Резкий шум на другом конце кустарника быстро прервал его эмоции. Ли Чен опять приложил палец к губам.
И не напрасно: одному из разбойников показалось, что за кустами кто-то спрятался, и он направился прямо к ним, махнув призывно ещё двум таким же. Стоило разбойнику зайти за куст, как Ли Чен вырос перед ним словно из-под земли. Тот вздрогнул от неожиданности, но тут же оправился и с воплем напал на него. Сделав высокий прыжок с кувырком через разбойника, монах оказался перед двумя разбойниками, направлявшихся по зову разбойника. Ли Чен, как бабочка, взмахнув в полёте ногами, сначала ударил одного разбойника по шее, перевернулся и ударил второго. Оба, даже не пикнув, упали замертво. Первый разбойник, повернувшись на шум, от удивления замер на месте: он видел как, летая в воздухе, монах мгновенно расправился с двумя разбойниками. На грязном лице разбойника-бородача появился ужас: он замер и готов был бросить оружие и упасть перед ним на колени. Наконец, вспомнив, что в руке его меч, он, выкрикнув что-то, побежал прямо на страшного врага. Но было поздно: Ли Чен, в прыжке так ударил его в шею, что тот на бегу переломился как соломинка и упал лицом в песок, так и не поняв, что с ним случилось…

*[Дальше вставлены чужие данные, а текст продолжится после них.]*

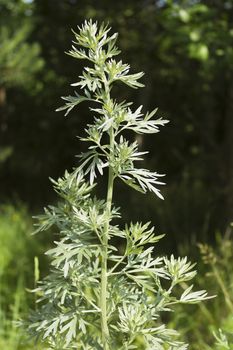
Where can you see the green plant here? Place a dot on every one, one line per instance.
(99, 295)
(16, 255)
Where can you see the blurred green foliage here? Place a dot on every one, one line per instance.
(186, 49)
(18, 249)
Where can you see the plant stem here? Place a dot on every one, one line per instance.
(104, 261)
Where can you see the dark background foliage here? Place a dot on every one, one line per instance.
(184, 48)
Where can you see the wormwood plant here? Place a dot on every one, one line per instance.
(98, 296)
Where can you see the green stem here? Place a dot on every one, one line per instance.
(104, 261)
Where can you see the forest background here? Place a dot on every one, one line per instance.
(186, 51)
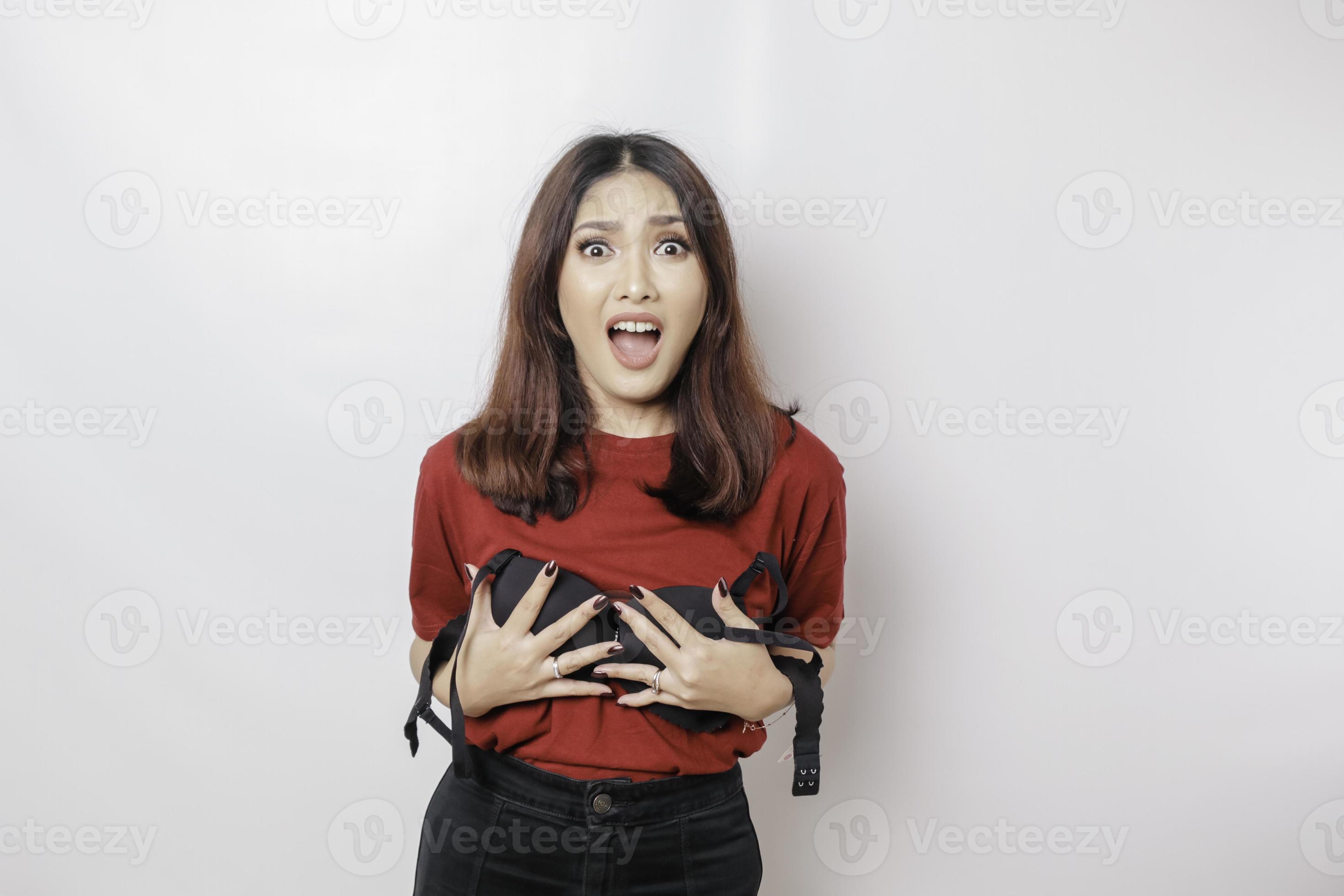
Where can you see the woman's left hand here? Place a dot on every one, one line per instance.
(701, 672)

Выстрел, резкий свист и вопль: «Каза-ки-и-и!» отвлёк Михаила от Ли Чена. Он глянул на камень, Мотька пошатнулась и упала. Потом посмотрел на Ли Чена, чтобы удостовериться жив ли он? Когда же снова посмотрел на камень, Мотьки там уже не было! Все разбойники исчезли так же неожиданно, как и появились. Топот казачьих лошадей радостно ударил по сердцу.
– Жив… Жив! – сердце бешено колотилось: смерть была совсем рядом и если бы не Ли Чен, то… Ему было страшно сейчас даже подумать, чем всё это могло бы закончиться.

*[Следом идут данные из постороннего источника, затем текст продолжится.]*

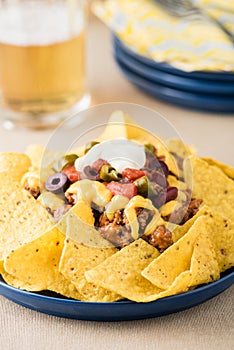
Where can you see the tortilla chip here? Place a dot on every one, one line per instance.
(15, 282)
(76, 260)
(180, 230)
(204, 265)
(84, 249)
(228, 170)
(180, 285)
(22, 220)
(8, 183)
(121, 272)
(221, 234)
(212, 185)
(15, 164)
(174, 260)
(36, 263)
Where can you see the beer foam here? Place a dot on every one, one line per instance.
(33, 24)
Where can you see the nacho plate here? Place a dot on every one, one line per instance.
(90, 309)
(56, 305)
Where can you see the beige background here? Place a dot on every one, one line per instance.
(208, 326)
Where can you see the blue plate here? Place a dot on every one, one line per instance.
(172, 80)
(205, 102)
(161, 66)
(116, 311)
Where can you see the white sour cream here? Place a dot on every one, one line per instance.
(120, 153)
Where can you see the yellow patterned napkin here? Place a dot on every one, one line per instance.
(185, 44)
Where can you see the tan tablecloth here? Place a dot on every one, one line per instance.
(208, 326)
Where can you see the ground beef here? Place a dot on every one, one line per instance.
(192, 209)
(143, 216)
(161, 238)
(118, 230)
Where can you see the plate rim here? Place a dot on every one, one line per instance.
(227, 275)
(173, 81)
(191, 100)
(164, 66)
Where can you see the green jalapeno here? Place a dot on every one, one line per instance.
(89, 145)
(63, 162)
(149, 148)
(142, 185)
(108, 173)
(145, 188)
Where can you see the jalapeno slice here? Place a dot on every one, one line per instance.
(145, 188)
(63, 162)
(108, 174)
(149, 148)
(142, 185)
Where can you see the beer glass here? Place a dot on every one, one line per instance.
(42, 61)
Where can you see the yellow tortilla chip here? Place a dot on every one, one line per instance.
(228, 170)
(174, 260)
(221, 234)
(180, 230)
(121, 125)
(180, 285)
(15, 282)
(22, 220)
(84, 249)
(36, 263)
(204, 265)
(212, 185)
(121, 272)
(15, 164)
(76, 260)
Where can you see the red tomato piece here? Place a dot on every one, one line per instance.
(71, 172)
(128, 190)
(132, 174)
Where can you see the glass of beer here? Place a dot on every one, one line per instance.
(42, 61)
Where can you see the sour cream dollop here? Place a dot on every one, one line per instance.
(120, 153)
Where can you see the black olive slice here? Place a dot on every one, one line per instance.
(57, 182)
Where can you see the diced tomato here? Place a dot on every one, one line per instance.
(71, 172)
(132, 174)
(128, 190)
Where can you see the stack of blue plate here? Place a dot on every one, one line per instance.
(209, 91)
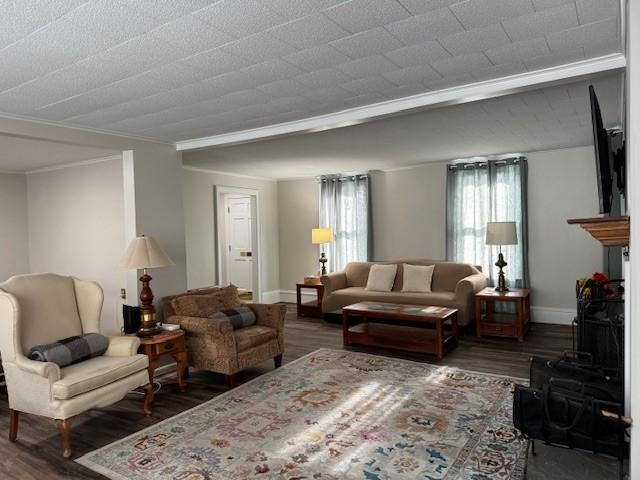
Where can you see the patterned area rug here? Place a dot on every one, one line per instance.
(334, 415)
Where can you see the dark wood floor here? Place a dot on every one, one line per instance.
(37, 454)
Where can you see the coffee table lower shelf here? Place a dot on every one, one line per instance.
(400, 337)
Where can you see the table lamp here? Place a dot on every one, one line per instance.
(501, 233)
(320, 236)
(143, 253)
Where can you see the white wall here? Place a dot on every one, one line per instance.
(14, 247)
(409, 215)
(199, 226)
(76, 228)
(153, 200)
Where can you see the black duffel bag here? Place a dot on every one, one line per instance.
(561, 413)
(598, 382)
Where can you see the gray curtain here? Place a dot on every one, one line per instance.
(345, 207)
(481, 192)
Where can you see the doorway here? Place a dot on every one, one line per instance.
(237, 241)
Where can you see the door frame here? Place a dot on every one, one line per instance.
(219, 218)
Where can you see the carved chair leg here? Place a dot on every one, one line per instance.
(13, 424)
(65, 431)
(231, 380)
(148, 399)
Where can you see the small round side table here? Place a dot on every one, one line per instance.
(166, 343)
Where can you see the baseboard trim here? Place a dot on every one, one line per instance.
(550, 315)
(556, 316)
(272, 296)
(289, 296)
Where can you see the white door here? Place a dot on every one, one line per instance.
(239, 237)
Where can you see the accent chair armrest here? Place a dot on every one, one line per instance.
(202, 326)
(269, 314)
(334, 281)
(43, 369)
(122, 346)
(470, 285)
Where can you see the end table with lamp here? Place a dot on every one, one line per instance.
(321, 236)
(144, 253)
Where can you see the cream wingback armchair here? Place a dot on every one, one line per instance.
(44, 308)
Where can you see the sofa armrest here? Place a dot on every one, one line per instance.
(47, 370)
(202, 326)
(334, 281)
(469, 286)
(122, 346)
(269, 315)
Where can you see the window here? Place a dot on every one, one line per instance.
(344, 207)
(481, 192)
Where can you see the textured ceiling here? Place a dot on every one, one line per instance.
(174, 70)
(544, 119)
(19, 154)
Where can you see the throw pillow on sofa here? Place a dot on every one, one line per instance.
(206, 304)
(381, 277)
(70, 350)
(417, 278)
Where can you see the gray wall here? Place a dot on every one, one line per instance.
(76, 228)
(14, 245)
(199, 226)
(409, 222)
(298, 207)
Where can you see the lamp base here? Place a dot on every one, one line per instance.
(323, 261)
(502, 285)
(148, 332)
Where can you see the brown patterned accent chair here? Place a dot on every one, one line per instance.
(213, 344)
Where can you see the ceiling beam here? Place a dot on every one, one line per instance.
(449, 96)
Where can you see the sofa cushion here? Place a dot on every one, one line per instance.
(206, 304)
(239, 317)
(350, 295)
(253, 336)
(417, 278)
(381, 277)
(95, 373)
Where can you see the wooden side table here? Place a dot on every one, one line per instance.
(503, 324)
(166, 343)
(309, 308)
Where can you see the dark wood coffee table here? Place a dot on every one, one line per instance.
(415, 328)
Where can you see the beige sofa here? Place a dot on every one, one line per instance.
(453, 285)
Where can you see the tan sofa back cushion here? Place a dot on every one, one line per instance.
(203, 305)
(445, 276)
(48, 308)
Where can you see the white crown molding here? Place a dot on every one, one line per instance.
(237, 175)
(449, 96)
(80, 163)
(72, 126)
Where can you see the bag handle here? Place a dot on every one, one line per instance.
(547, 390)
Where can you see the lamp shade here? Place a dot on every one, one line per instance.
(321, 235)
(144, 252)
(501, 233)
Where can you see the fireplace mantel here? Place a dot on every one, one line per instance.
(610, 231)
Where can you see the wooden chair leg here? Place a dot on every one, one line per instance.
(148, 399)
(13, 424)
(277, 361)
(231, 380)
(65, 431)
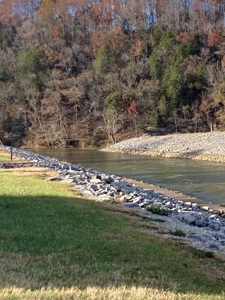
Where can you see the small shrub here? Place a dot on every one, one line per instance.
(178, 232)
(111, 201)
(203, 254)
(158, 209)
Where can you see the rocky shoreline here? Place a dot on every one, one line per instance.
(204, 228)
(208, 146)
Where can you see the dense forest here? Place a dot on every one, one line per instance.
(81, 72)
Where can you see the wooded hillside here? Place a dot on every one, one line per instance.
(87, 72)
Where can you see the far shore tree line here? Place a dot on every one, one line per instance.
(81, 72)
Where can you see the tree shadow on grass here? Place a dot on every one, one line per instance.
(64, 242)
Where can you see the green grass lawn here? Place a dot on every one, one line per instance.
(56, 245)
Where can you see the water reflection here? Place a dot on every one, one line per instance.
(204, 180)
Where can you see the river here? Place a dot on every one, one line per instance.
(203, 180)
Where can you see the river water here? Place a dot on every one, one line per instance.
(203, 180)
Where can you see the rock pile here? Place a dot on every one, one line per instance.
(204, 229)
(203, 146)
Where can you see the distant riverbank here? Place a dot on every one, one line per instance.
(208, 146)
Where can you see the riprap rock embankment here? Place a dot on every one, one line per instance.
(204, 229)
(200, 146)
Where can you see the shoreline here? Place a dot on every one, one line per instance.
(203, 228)
(208, 146)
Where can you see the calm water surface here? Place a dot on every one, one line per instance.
(204, 180)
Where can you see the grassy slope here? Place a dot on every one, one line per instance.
(54, 245)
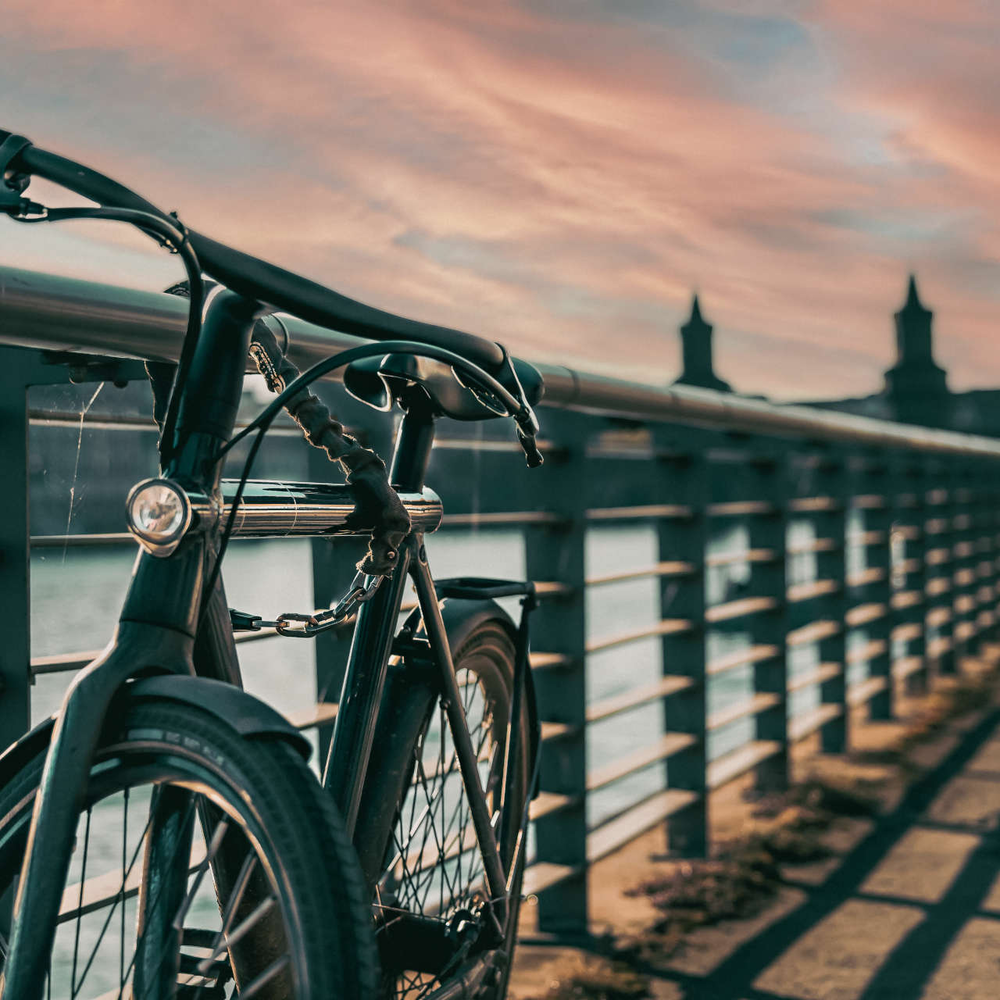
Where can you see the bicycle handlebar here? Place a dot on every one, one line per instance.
(257, 278)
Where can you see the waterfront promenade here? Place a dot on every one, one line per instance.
(907, 907)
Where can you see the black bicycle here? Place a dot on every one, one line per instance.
(163, 836)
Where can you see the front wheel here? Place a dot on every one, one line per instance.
(248, 887)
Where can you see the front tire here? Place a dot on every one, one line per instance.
(271, 902)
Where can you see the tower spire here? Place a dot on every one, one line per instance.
(915, 385)
(696, 347)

Между тем, несколько всадников во весь опор скакали по чуть заметной тропинке. Последняя лошадь скакала в поводке. На первой лошади сидел разбойник в черной шапке, на второй – Ерошка, держащий Мотьку на руках, за ними ещё два разбойника. Разбойник в черной шапке вел их в горы к русскому колдуну. Мотька была ранена, кровь заливала одежду, хоть Ерошка и перевязал её как смог. То и дело она теряла сознание от потери крови.
Подскакав к пещере колдуна, разбойник в черной шапке быстро соскочил с коня и упал на колени и закричал громко и протяжно. На этот звук из пещеры вышел горбатый колдун в красном плаще из шкуры и красном шлеме на голове.
– Мотьку ранили… – произнёс Ерошка, держа её на руках уже у входа в пещеру.
Ничему не удивляясь, шаман знаком показал, что можно внести её. Ерошка, озираясь, нёс на руках свою атаманшу. Кое-где горели факелы, бросающие ужасные тени на стены. Чем дальше в пещеру входил охотник, тем сильнее ощущал неприятный запах, исходивший из глубины пещеры. Где-то в конце входа к нему подошёл колдун и приложил тряпочку, смоченную какой-то жидкостью к носу. Как только Ерошка вдохнул её, так сразу же перестал совсем думать самостоятельно. И когда колдун рукой показал, чтобы тот шёл за ним, Ерошка тут же пошёл, неся Мотьку. Так они пришли вовнутрь пещеры. Показав жестом, чтобы Ерошка надел на неё черный плащ с капюшоном, а затем положил Мотьку на пол в центре пещеры, освещенной факелом, и тот, как механизм, это тут же сделал. Затем шаман показал ему рукой на выход, а сам, выкинув руки вверх к голове каменного идола, довольно склонился перед ним в глубоком поклоне.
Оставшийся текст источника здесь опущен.